Gowa was born Hermann Gowa in Hamburg. After studying in Munich he established himself as a stage designer, and was active in Munich, Leipzig and Frankfurt. In 1931 the progressive gallery owner Ludwig Schames organised the first exclusive exhibition of Gowa, displaying his paintings as well as stage designs.

With the rise to power of the Nazis, Gowa emigrated to Paris, and was interned several times during the Second World War. He changed his name to Henry to distance himself from his namesake Hermann Göring. Through his contacts in the French Resistance, Gowa found refuge in a village in the mountains of Southern France, and escaped The Holocaust.

After 1945 he returned to Germany and became the director of the Schule für Kunst und Handwerk in Saarbrücken, where he established a connection with Frans Masereel. Later he became director of the Werkkunstschule in Offenbach am Main (today the Hochschule für Gestaltung Offenbach), and played a key role in its internationalisation, through exhibitions such as Young French Painting (Offenbach, 1955) and Young German Painting (Paris, 1955). In 1957 he became the chief commissioner of the German section of the Paris Biennale. He later received the Federal Cross of Merit.

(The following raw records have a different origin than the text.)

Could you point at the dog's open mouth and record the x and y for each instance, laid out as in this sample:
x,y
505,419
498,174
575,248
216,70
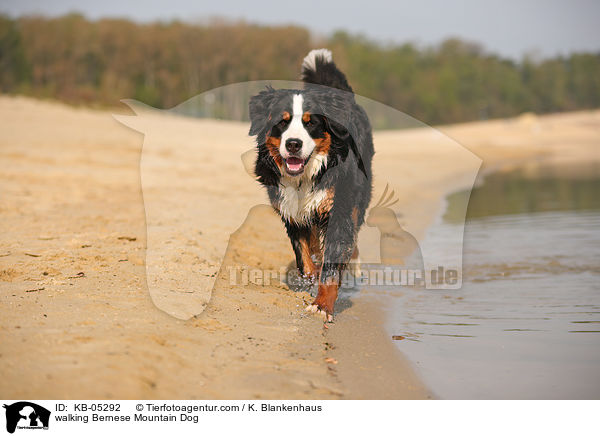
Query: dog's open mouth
x,y
294,165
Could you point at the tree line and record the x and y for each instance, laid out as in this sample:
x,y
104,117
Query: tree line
x,y
164,63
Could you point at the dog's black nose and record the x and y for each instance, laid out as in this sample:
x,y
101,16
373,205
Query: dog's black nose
x,y
293,145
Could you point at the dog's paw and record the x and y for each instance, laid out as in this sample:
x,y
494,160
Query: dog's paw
x,y
314,308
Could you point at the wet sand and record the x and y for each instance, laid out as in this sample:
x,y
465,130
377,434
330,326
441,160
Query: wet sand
x,y
76,317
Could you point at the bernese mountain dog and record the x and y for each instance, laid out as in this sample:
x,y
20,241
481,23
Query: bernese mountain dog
x,y
315,149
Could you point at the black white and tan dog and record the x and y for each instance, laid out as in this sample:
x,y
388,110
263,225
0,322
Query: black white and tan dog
x,y
314,157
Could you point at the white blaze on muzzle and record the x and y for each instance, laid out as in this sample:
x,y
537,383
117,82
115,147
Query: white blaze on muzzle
x,y
296,130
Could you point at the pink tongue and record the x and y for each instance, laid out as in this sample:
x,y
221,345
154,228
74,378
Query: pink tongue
x,y
294,163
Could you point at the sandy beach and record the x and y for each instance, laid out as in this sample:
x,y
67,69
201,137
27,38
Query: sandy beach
x,y
77,319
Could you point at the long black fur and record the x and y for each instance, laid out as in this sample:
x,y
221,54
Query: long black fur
x,y
348,170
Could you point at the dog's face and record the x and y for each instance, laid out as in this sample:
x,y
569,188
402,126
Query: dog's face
x,y
294,129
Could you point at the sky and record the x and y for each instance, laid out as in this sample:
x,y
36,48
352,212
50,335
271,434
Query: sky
x,y
541,28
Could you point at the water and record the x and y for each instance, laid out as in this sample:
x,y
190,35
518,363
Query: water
x,y
526,323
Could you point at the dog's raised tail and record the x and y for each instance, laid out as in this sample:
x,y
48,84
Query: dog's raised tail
x,y
318,68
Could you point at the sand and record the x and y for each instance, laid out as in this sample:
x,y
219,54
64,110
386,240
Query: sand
x,y
78,314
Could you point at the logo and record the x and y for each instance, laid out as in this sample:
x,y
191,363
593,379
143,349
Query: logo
x,y
26,415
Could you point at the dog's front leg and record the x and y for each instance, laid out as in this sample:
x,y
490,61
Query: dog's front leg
x,y
300,237
338,248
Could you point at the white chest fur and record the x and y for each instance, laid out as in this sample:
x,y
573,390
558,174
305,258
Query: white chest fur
x,y
299,202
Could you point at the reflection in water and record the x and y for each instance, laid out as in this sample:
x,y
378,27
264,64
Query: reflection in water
x,y
526,323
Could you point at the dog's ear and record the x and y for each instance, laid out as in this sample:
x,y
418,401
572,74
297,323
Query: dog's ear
x,y
260,110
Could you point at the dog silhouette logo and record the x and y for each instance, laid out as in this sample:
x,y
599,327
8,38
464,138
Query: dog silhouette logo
x,y
26,415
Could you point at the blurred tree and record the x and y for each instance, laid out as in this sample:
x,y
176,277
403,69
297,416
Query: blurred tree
x,y
165,63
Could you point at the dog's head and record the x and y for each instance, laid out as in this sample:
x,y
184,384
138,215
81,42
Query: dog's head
x,y
300,128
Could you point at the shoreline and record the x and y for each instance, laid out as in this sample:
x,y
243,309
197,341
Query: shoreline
x,y
73,199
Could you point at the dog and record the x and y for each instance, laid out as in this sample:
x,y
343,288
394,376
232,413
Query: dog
x,y
315,149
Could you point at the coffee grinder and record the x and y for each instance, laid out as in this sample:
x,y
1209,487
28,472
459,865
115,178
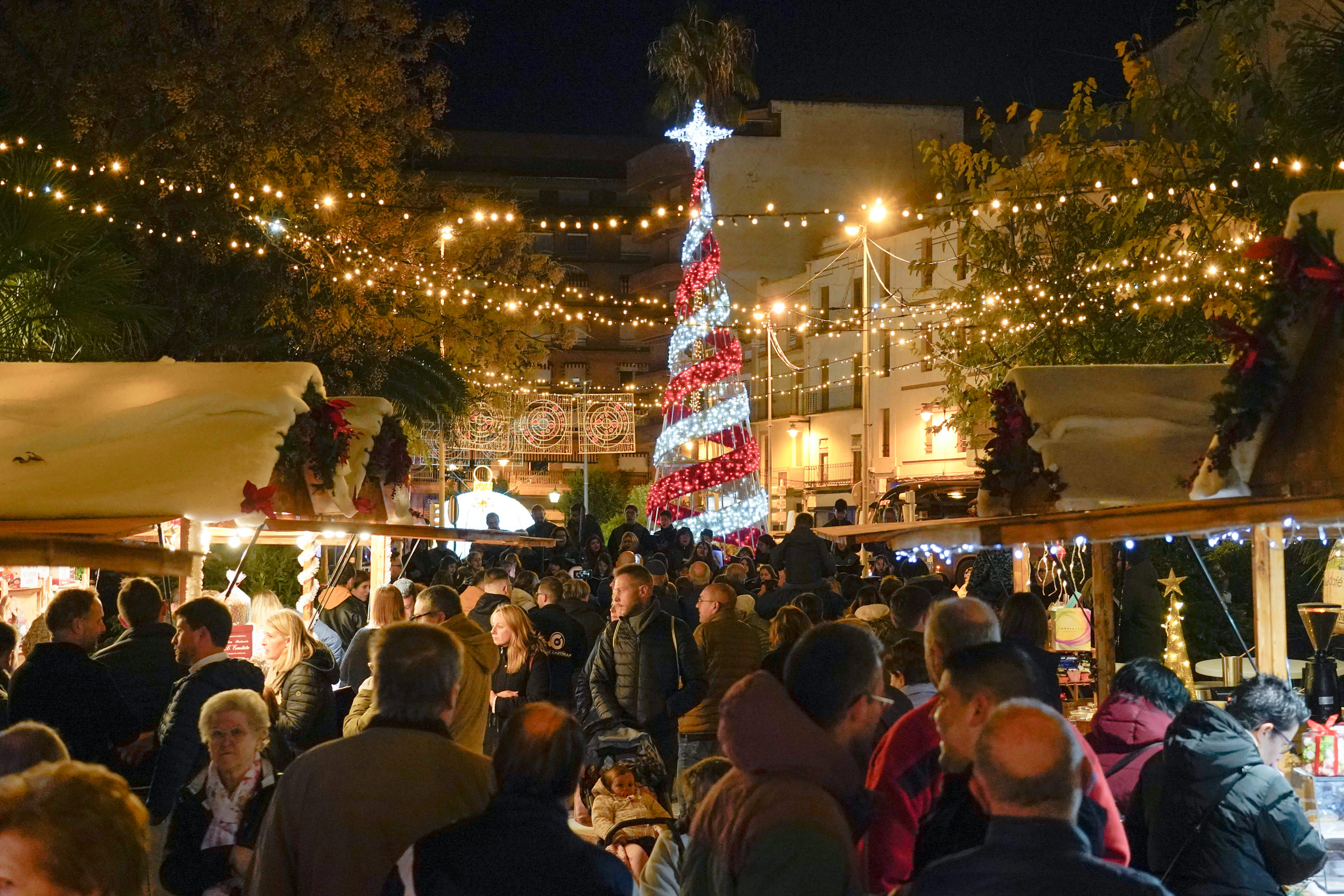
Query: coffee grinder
x,y
1323,691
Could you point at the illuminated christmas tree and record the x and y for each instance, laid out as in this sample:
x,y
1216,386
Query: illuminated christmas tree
x,y
1175,656
706,458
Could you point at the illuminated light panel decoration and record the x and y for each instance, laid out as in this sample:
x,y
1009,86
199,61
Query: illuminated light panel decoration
x,y
706,458
473,507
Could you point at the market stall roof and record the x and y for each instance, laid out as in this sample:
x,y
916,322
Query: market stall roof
x,y
53,551
283,531
1120,435
158,440
1213,516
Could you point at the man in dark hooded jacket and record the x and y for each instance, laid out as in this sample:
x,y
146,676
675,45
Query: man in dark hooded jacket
x,y
1214,808
804,556
784,822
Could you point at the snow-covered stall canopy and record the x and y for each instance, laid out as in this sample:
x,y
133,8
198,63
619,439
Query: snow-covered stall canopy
x,y
205,441
1118,435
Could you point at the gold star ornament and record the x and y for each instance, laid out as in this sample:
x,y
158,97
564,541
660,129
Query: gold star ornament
x,y
1172,583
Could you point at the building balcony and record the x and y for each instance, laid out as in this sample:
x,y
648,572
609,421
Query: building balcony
x,y
827,476
660,277
831,398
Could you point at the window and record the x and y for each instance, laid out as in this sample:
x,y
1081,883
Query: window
x,y
576,245
824,391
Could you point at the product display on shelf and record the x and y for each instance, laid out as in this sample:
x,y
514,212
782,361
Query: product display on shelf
x,y
707,460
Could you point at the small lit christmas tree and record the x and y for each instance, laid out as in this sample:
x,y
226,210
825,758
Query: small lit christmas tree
x,y
1175,656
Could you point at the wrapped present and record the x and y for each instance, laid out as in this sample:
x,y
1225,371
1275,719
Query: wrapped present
x,y
1320,747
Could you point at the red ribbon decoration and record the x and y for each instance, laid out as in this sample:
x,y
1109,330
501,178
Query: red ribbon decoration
x,y
258,500
1249,344
722,469
726,362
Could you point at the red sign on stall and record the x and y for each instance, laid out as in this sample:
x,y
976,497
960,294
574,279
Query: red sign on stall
x,y
240,642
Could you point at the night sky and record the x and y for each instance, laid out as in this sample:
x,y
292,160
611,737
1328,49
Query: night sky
x,y
578,66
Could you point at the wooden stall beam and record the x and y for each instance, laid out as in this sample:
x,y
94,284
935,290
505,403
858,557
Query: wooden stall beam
x,y
1104,615
1269,597
1022,567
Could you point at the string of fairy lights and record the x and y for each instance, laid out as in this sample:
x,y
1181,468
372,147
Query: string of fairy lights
x,y
1159,278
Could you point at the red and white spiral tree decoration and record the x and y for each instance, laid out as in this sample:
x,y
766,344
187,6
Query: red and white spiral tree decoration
x,y
706,458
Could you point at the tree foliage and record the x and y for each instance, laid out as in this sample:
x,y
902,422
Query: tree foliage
x,y
66,292
1117,237
278,135
707,60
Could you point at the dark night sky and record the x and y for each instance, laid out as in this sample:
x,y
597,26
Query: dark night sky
x,y
578,67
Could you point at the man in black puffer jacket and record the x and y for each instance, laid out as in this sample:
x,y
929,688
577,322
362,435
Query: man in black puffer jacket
x,y
203,626
647,669
143,663
804,556
1218,769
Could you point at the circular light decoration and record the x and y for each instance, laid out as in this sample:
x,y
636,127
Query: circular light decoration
x,y
543,424
607,424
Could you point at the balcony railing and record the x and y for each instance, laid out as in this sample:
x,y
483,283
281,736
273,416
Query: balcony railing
x,y
824,474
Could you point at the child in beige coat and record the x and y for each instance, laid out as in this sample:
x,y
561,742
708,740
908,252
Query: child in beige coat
x,y
619,797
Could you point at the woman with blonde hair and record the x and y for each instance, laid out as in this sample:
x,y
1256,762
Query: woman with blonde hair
x,y
218,816
265,605
299,687
522,675
385,608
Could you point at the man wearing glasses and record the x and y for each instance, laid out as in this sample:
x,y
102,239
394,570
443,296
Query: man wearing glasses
x,y
786,820
1214,810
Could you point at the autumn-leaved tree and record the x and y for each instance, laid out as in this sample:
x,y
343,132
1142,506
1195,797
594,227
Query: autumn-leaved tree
x,y
273,137
1118,235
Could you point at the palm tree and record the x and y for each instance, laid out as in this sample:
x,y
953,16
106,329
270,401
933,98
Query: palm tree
x,y
66,293
706,60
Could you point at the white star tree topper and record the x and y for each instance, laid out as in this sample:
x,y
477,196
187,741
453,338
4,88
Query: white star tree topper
x,y
699,133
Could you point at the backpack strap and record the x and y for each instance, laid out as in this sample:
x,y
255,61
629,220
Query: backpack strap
x,y
677,652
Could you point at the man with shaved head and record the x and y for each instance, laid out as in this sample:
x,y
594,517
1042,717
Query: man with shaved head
x,y
905,770
537,767
732,652
1030,774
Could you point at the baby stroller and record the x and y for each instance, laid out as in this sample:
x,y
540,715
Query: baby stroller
x,y
611,746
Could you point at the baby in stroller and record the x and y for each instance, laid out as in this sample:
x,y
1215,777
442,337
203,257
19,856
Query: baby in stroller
x,y
619,802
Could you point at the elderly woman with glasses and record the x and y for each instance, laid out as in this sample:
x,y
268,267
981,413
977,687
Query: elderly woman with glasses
x,y
218,816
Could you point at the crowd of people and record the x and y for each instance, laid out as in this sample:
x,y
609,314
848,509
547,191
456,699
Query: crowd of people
x,y
677,720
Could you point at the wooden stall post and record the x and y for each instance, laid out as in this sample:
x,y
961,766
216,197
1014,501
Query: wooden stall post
x,y
380,562
1022,567
1270,606
1104,615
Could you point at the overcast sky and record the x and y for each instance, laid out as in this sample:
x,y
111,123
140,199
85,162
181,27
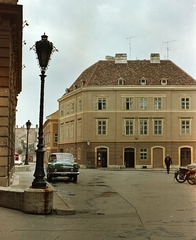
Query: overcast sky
x,y
85,31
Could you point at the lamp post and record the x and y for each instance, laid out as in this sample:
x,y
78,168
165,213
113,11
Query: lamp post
x,y
28,125
43,49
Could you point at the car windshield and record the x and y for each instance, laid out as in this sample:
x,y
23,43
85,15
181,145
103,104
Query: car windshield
x,y
64,157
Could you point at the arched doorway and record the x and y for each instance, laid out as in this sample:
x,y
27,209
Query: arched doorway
x,y
129,157
102,157
185,156
157,157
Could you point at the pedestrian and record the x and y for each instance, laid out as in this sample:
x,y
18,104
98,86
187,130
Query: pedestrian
x,y
168,162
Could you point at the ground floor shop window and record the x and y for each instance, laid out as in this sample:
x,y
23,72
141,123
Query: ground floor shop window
x,y
143,153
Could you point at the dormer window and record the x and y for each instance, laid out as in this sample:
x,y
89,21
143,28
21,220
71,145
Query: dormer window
x,y
121,81
143,81
163,81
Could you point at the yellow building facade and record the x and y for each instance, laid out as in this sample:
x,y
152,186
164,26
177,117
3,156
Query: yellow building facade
x,y
129,113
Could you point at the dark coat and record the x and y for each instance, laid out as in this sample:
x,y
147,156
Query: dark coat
x,y
168,161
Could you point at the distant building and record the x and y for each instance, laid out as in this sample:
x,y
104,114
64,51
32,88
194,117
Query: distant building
x,y
10,83
130,113
21,141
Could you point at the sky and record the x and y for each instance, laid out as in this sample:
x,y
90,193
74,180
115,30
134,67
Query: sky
x,y
85,31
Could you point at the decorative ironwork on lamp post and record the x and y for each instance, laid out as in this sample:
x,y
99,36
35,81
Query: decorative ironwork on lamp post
x,y
43,49
28,125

He died in Munich, having spent his final years in Oberschleißheim, where his estate of 1,200 works was stored. This estate is now on permanent loan at the Ludwig Meidner Archive of the Jewish Museum Frankfurt.

==Work==

Initially a devotee of Cézanne, while in exile Gowa was influenced by the protagonists of the French avant-garde, whom he came to know personally, including Bonnard, Chagall, Matisse and Picasso. After the war he increasingly sought more universal modes of expression, creating abstract compositions poised between explosive dynamics and balanced harmony.